The vast majority of dog breeds have natural tails. There is no movement in natural tailed breeds to remove the tail in order to prevent injuries. When tails remain intact, there are no more tail injuries in breeds that were customarily docked than in other breeds of dog.
Can docking cause problems in later life?
There is considerable scientific evidence that docking can lead to complications, including hemorrhage, infection and occasionally death of the puppy. In later life the stump of the tail may be painful due to the formation of neuroma (nerve tissue scar) in the stump. This also occurs following amputation of limbs in people and causes considerable discomfort.
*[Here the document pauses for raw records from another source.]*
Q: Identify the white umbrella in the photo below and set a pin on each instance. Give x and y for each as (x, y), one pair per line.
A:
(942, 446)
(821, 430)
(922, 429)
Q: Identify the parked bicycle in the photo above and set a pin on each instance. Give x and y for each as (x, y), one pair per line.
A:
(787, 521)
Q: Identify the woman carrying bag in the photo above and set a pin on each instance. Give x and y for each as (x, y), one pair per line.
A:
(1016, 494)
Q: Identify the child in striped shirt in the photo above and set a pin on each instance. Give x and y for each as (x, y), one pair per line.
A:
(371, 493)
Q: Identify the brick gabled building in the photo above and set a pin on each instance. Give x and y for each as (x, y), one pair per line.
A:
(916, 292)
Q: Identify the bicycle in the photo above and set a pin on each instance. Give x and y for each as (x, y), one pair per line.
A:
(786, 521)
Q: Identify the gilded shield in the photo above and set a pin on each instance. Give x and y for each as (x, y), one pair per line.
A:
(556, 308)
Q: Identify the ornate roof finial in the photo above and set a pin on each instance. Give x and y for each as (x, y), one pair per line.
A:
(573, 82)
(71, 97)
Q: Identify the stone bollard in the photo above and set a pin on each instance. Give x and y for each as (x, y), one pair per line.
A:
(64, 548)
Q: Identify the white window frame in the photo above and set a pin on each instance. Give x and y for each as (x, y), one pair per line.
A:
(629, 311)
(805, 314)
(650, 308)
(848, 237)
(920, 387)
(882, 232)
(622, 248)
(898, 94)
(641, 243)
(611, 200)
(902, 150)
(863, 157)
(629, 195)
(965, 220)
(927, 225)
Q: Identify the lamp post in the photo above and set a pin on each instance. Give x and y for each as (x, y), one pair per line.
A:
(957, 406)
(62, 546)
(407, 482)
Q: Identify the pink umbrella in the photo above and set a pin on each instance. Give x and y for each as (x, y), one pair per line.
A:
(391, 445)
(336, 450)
Dogs have evolved into their current shape over many thousands of years. If a tail were not useful to a dog, natural selection would have eliminated it long ago. Indeed, tails have many useful functions and are important for balance and body language among other things.
|Are tailed Rottweilers different?
Certainly not! In fact once people get used to seeing dogs with their natural tails, the docked dogs look strange, like something is missing. Once you own a tailed Rottweiler it is hard to understand why the tails of this breed were ever amputated in the first place. They use their tails for balance and agility and most importantly, expression and communication. Try to imagine if the reverse happened and you saw a breed such as Labrador retriever with a docked tail. The dog would look quite strange without a tail and you would wonder why the procedure was done.